Blath Jochen, González Casanova Adrián, Eldon Bjarki, Kurt Noemi, Wilke-Berenguer Maite
TU Berlin, Institut für Mathematik, 10623 Berlin, Germany.
TU Berlin, Institut für Mathematik, 10623 Berlin, Germany
Genetics. 2015 Jul;200(3):921-34. doi: 10.1534/genetics.115.176818. Epub 2015 May 7.

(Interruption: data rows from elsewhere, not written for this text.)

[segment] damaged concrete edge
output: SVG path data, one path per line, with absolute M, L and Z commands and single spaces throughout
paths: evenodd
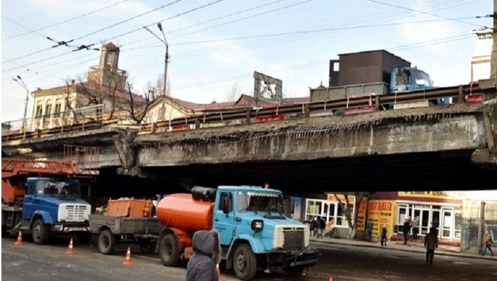
M 377 126 L 387 126 L 395 122 L 436 122 L 463 115 L 481 115 L 482 111 L 483 105 L 477 103 L 449 105 L 443 108 L 385 110 L 359 115 L 315 117 L 278 122 L 211 127 L 181 132 L 138 134 L 134 145 L 139 147 L 155 147 L 187 143 L 226 143 L 280 136 L 330 135 Z

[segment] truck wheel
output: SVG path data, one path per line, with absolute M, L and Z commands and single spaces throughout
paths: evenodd
M 114 252 L 116 240 L 115 237 L 106 229 L 98 235 L 98 251 L 103 254 L 110 254 Z
M 44 224 L 41 219 L 37 219 L 33 224 L 32 237 L 36 244 L 46 243 L 49 241 L 49 226 Z
M 255 277 L 257 261 L 250 246 L 240 244 L 236 247 L 233 259 L 235 275 L 241 280 L 250 280 Z
M 160 261 L 166 266 L 176 266 L 179 262 L 179 250 L 176 236 L 170 233 L 162 238 L 159 247 Z

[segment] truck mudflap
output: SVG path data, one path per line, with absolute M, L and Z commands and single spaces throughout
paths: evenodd
M 317 249 L 298 251 L 271 251 L 267 253 L 267 263 L 271 266 L 289 268 L 312 266 L 317 263 L 321 253 Z

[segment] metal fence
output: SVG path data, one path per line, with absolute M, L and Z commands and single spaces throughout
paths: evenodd
M 101 126 L 105 115 L 104 107 L 103 104 L 91 105 L 2 123 L 2 140 L 24 139 Z

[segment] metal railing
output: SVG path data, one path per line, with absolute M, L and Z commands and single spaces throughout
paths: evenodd
M 25 119 L 19 119 L 2 123 L 8 128 L 2 129 L 2 140 L 24 139 L 39 137 L 75 130 L 85 130 L 101 126 L 103 121 L 105 105 L 91 105 L 54 112 L 49 115 L 35 116 Z
M 354 99 L 340 99 L 334 100 L 318 101 L 302 104 L 292 104 L 277 106 L 269 108 L 249 108 L 245 110 L 234 110 L 229 112 L 207 113 L 203 115 L 186 116 L 168 121 L 161 121 L 153 123 L 142 124 L 139 126 L 139 131 L 143 133 L 155 133 L 160 131 L 183 131 L 191 129 L 200 129 L 206 126 L 216 126 L 217 124 L 228 125 L 230 124 L 250 124 L 259 122 L 261 119 L 278 119 L 272 117 L 285 115 L 288 117 L 309 117 L 311 113 L 318 113 L 325 111 L 336 110 L 345 110 L 350 107 L 371 107 L 371 111 L 379 110 L 382 105 L 389 105 L 397 103 L 415 102 L 420 100 L 434 100 L 437 98 L 455 98 L 458 103 L 470 101 L 481 100 L 474 99 L 484 93 L 478 86 L 472 84 L 460 85 L 452 87 L 444 87 L 425 91 L 418 91 L 408 93 L 399 93 L 374 96 L 360 96 Z M 103 105 L 93 107 L 95 112 L 98 112 L 97 107 Z M 100 107 L 98 107 L 100 108 Z M 89 110 L 89 108 L 82 108 L 82 110 Z M 72 112 L 70 111 L 69 112 Z M 60 113 L 58 113 L 59 116 Z M 98 115 L 89 115 L 98 116 Z M 32 118 L 35 119 L 39 117 Z M 117 118 L 103 120 L 102 118 L 94 119 L 83 118 L 79 122 L 74 121 L 66 122 L 63 118 L 62 125 L 49 129 L 36 129 L 34 131 L 27 132 L 19 129 L 11 129 L 8 133 L 2 132 L 2 140 L 8 141 L 14 139 L 24 139 L 26 138 L 41 137 L 45 135 L 64 133 L 70 131 L 82 131 L 101 128 L 103 126 L 115 124 L 119 122 Z M 22 124 L 22 120 L 17 122 Z M 12 123 L 11 123 L 12 124 Z M 70 125 L 69 125 L 70 124 Z M 33 128 L 37 128 L 36 126 Z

We analyze patterns of genetic variability of populations in the presence of a large seedbank with the help of a new coalescent structure called the seedbank coalescent. This ancestral process appears naturally as a scaling limit of the genealogy of large populations that sustain seedbanks, if the seedbank size and individual dormancy times are of the same order as those of the active population. Mutations appear as Poisson processes on the active lineages and potentially at reduced rate also on the dormant lineages. The presence of "dormant" lineages leads to qualitatively altered times to the most recent common ancestor and nonclassical patterns of genetic diversity. To illustrate this we provide a Wright-Fisher model with a seedbank component and mutation, motivated from recent models of microbial dormancy, whose genealogy can be described by the seedbank coalescent. Based on our coalescent model, we derive recursions for the expectation and variance of the time to most recent common ancestor, number of segregating sites, pairwise differences, and singletons. Estimates (obtained by simulations) of the distributions of commonly employed distance statistics, in the presence and absence of a seedbank, are compared. The effect of a seedbank on the expected site-frequency spectrum is also investigated using simulations. Our results indicate that the presence of a large seedbank considerably alters the distribution of some distance statistics, as well as the site-frequency spectrum. Thus, one should be able to detect from genetic data the presence of a large seedbank in natural populations.
我们借助一种名为种子库合并的新合并结构,分析存在大型种子库时种群的遗传变异模式。如果种子库大小和个体休眠时间与活跃种群的大小和时间处于同一量级,那么这个祖先过程自然会作为维持种子库的大种群谱系的缩放极限出现。突变在活跃谱系上表现为泊松过程,在休眠谱系上可能也以较低速率出现。“休眠”谱系的存在导致到最近共同祖先的时间在性质上发生改变,以及遗传多样性出现非经典模式。为了说明这一点,我们提供了一个带有种子库成分和突变的赖特 - 费希尔模型,该模型源自最近的微生物休眠模型,其谱系可用种子库合并来描述。基于我们的合并模型,我们推导了到最近共同祖先的时间、分离位点数量、成对差异和单例的期望和方差的递归公式。比较了在有和没有种子库的情况下,常用距离统计量分布的估计值(通过模拟获得)。还使用模拟研究了种子库对期望位点频率谱的影响。我们的结果表明,大型种子库的存在会显著改变一些距离统计量的分布以及位点频率谱。因此,应该能够从遗传数据中检测出自然种群中大型种子库的存在。